Back in San Juan Tianguismalco, Mexico, my grandfather bakes all types of bread. Now, here in in Brooklyn’s Kensington neighborhood my father Juan Jimenez felt inspired and began to bake panes de dulce y de sal. “I want to continue this tradition that my parents followed for many generations, the art of breadmaking,” said my father.
My father works in construction. But since 2022, on the weekends he becomes a baker, recreating the bread recipes he watched and learned from his father growing up in a small town in Puebla. He has two specialties: Pan de sal is oval-shaped and light brown in color and pan de dulce is round with a darker tan color. Neither bread is made with eggs
But before he began to bake, he worried that he would not do it correctly. “Make bread! Make bread!” my mother encouraged him. “You just have to practice and practice, and you will get the hang of it,” she said. My brother said, “Just make it for us. Let’s see how it comes out, teach me, and perhaps we will open a bakery one day.”
My brother and I help on the weekends and my mother offers bread to family and friends.
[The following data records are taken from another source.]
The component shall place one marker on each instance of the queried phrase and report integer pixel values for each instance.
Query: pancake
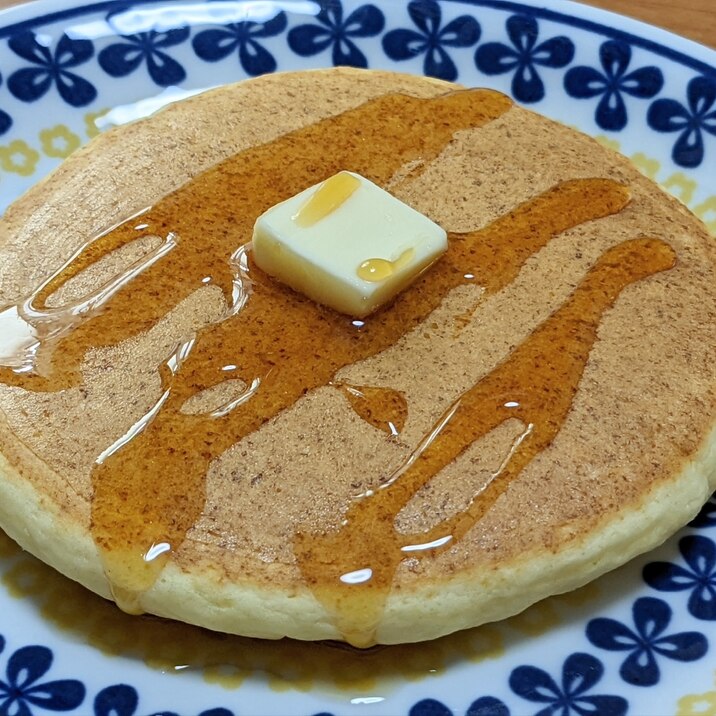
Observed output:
(188, 437)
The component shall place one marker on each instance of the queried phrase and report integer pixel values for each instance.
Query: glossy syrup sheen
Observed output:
(149, 491)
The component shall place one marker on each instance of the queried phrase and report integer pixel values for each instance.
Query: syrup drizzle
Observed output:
(149, 491)
(383, 408)
(535, 384)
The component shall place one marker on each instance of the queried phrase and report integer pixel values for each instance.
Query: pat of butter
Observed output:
(346, 243)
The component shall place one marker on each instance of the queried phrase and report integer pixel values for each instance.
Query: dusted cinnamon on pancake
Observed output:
(192, 438)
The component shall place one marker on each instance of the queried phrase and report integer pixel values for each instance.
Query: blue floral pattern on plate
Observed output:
(691, 120)
(580, 673)
(622, 80)
(337, 32)
(242, 37)
(523, 56)
(51, 68)
(122, 58)
(20, 690)
(646, 641)
(611, 83)
(431, 38)
(698, 577)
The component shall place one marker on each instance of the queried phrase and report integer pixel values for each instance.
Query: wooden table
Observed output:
(695, 19)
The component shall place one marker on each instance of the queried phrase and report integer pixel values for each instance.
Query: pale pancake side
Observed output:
(635, 458)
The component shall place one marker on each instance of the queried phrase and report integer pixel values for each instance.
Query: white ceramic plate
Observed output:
(641, 640)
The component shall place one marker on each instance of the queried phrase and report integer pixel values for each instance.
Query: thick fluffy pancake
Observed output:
(631, 461)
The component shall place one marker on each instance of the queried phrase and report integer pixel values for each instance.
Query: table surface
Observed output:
(695, 19)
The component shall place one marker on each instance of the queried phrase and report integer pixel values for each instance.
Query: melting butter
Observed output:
(327, 198)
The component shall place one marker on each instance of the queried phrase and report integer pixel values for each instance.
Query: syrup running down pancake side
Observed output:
(272, 347)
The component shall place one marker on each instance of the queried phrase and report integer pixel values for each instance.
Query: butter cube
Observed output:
(346, 243)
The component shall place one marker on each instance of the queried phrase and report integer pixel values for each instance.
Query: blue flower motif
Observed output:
(580, 673)
(122, 58)
(700, 555)
(463, 31)
(123, 700)
(651, 617)
(487, 706)
(495, 58)
(707, 515)
(692, 120)
(30, 83)
(116, 700)
(216, 44)
(586, 83)
(21, 691)
(333, 30)
(429, 707)
(5, 119)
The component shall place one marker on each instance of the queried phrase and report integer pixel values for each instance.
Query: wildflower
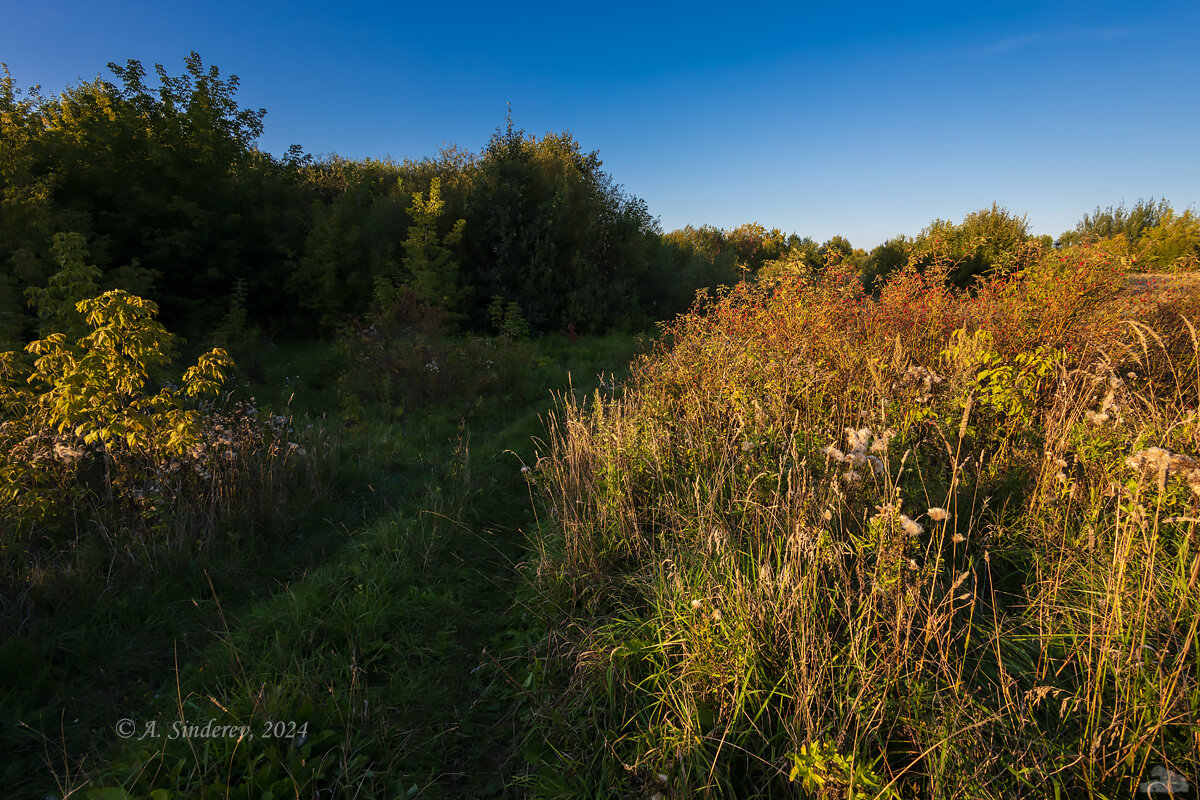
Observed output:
(833, 452)
(911, 527)
(66, 453)
(882, 440)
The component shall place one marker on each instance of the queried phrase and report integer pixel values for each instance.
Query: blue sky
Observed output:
(868, 120)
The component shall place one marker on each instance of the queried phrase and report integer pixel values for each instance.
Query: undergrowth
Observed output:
(930, 543)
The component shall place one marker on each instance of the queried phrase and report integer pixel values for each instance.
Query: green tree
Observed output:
(427, 254)
(987, 240)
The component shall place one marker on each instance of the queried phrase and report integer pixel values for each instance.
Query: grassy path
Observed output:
(369, 637)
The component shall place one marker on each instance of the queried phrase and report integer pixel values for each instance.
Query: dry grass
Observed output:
(892, 547)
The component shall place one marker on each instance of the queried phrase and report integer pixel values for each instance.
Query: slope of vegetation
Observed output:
(925, 545)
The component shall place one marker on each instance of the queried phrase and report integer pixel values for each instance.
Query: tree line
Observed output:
(169, 198)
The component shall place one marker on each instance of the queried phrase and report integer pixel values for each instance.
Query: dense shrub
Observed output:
(923, 545)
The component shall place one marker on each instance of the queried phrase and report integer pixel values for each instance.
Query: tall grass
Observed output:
(906, 546)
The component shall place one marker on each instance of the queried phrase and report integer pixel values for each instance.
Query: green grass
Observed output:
(829, 546)
(367, 619)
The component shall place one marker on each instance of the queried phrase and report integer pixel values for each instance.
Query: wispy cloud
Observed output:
(1033, 40)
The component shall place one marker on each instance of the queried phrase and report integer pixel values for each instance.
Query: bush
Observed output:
(909, 546)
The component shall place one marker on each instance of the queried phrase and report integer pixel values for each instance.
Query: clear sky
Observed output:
(865, 120)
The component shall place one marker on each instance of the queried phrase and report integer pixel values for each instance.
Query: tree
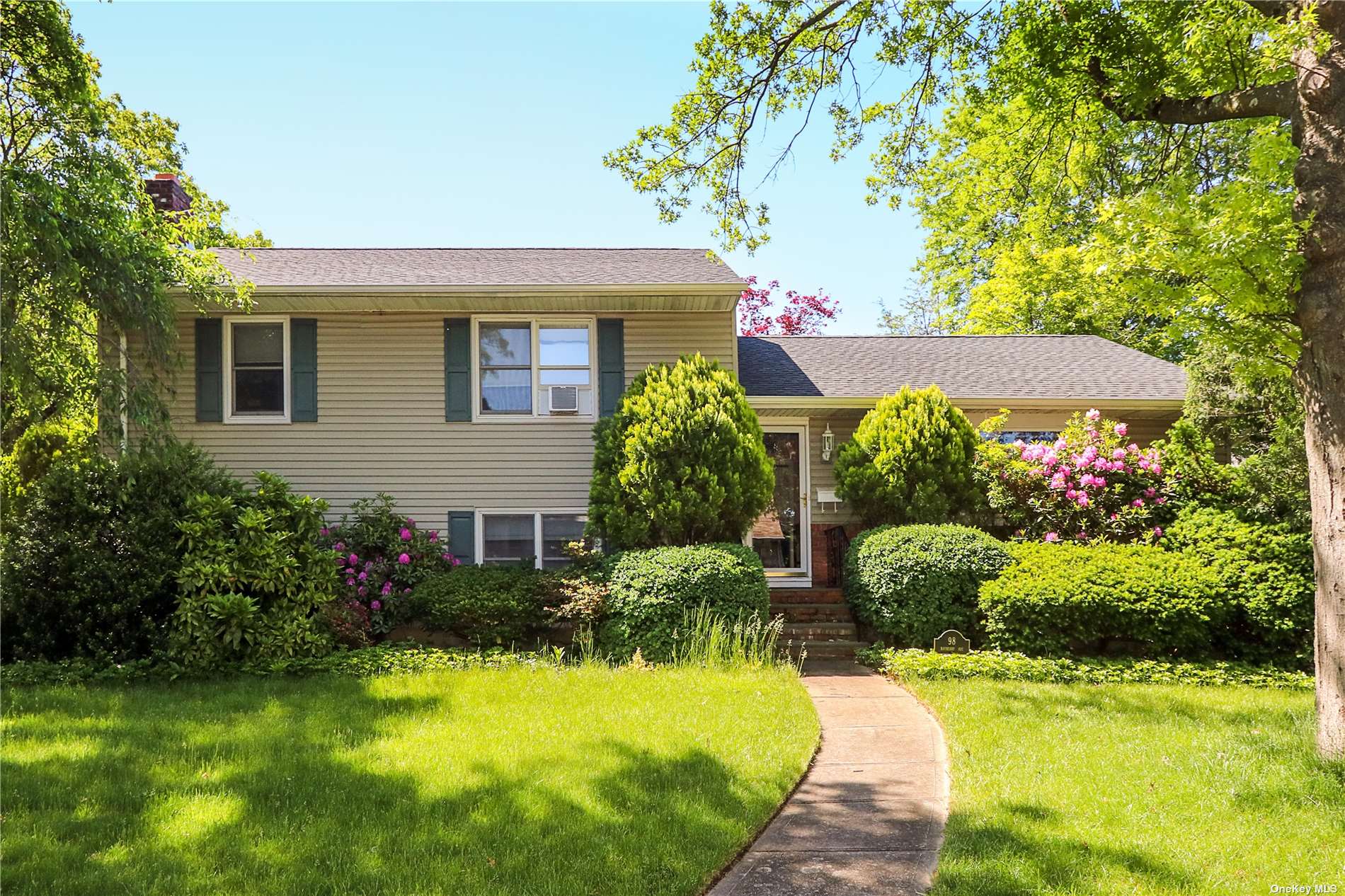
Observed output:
(801, 316)
(84, 255)
(910, 461)
(682, 461)
(1097, 69)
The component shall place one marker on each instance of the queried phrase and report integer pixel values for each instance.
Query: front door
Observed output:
(780, 533)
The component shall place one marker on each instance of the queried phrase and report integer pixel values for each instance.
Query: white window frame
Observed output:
(536, 323)
(230, 418)
(521, 512)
Some do buy it. “We don’t make a lot of bread, but I’m glad some people buy from us,” my mother said.
For some, the taste of the bread reminds them of Mexico. “I remember buying this bread from Don Pedro [my grandfather] back in San Juan,” said Martina, a regular buyer. “It’s nice having this taste from back home here and sharing it with my daughters who love the pan de dulce.”
Friends who came from other countries also find it familiar. “I saw your mom offering bread, and the pan de dulce caught my eye, so I bought a bag. I am from Guatemala and know of a pan dulce, but I did not know that I would find the same taste from back home here. It just shows how people from separate places can have the same type of bread,” Christian, another customer, commented.
My father hopes to open a bakery one day.